Russia changed a great deal as a result of the Revolution of 1905. What did not change is that it remained a land of extremes. On the one hand, the arts continued to flourish during what was known as the silver age of Russian culture, which began in the 1890s. On the other, the gap between the educated elite and the illiterate and semiliterate masses remained unbridged.

Russia had a parliament with limited powers from 1906 until the fall of the monarchy in March 1917.

Russia now had a real parliament, but the country continued to experience revolutionary and counterrevolutionary violence. Between 1906 and 1910 the SRs assassinated more than 4,000 government officials, while the government tried to quell violence by executing more than 1,000 people between August 1906 and April 1907 alone, after what were at best perfunctory trials. Even worse, that figure was only a fraction of the total number of executions carried out between 1905 and 1908.

Based on gross production Russia was a major industrial power, but based on per capita production it was badly outclassed not only by major industrial powers such as Great Britain and Germany but by semiindustrialized countries such as Spain and Italy.
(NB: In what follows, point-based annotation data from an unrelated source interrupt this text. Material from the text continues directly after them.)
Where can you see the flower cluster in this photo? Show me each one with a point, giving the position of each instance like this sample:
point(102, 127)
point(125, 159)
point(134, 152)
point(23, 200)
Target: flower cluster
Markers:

Meanwhile, as industrial production grew, so did the number and intensity of strikes by exploited factory workers. The Stolypin reforms produced a class of prosperous peasants, but many less capable or industrious peasants sank deeper into poverty. The Russian Empire controlled 40 percent of Eurasia, but millions of non-Russians dreamed of escaping its clutches.

It was with that heavy baggage that Russia entered World War I. About six months before the war began, Nicholas received a memorandum from Peter Durnovo, a former police official warning him of the risks Russia faced in a general European war, but neither Durnovo’s nor any other warning could keep the continent’s great powers at peace. The war broke out in August 1914 with Russia, Great Britain, and France (the Triple Entente) opposing Germany and Austria-Hungary (the Central Powers), who after several months were joined by the Ottoman Empire.

Within two months, by the end of September, Russia had suffered two disastrous defeats at German hands, and matters deteriorated further after that. The Russian army scored victories over the Austrians, but it was no match for the modern German war machine. Nor was the semi-industrialized Russian economy equal to the demands of modern war. Russia’s generals were inept and its political leadership under Nicholas II incompetent. Things were already falling apart when in 1915 Nicholas, against the advice and even the pleading of his chief advisers, went to the war zone and personally took command of the army. This blunder tied him directly to the army’s defeats. Back in the capital, the unpopular empress Alexandra (like so many czarist wives, she was a German) was officially in charge during her husband’s absence. She in turn was heavily influenced by the self-designated holy man Grigory Rasputin, whose bizarre activities and behavior added layers of scandal to the rapidly deteriorating situation. By 1916 Rasputin controlled most government appointments.

Rasputin’s assassination in December 1916 eliminated him but did nothing to fill Russia’s political vacuum. Nicholas refused to consider the political reforms proposed by leading Duma moderates and liberals, which might have won him some badly needed supporters. Meanwhile, by early 1917 the Russian army had suffered 7 million total losses – dead, wounded, missing, and captured – and was crumbling. Russia’s major cities, including Moscow and St. Petersburg, were desperately short of food, and during January and February strikes rocked the capital. In March, while Nicholas did nothing, Russia slid into the abyss.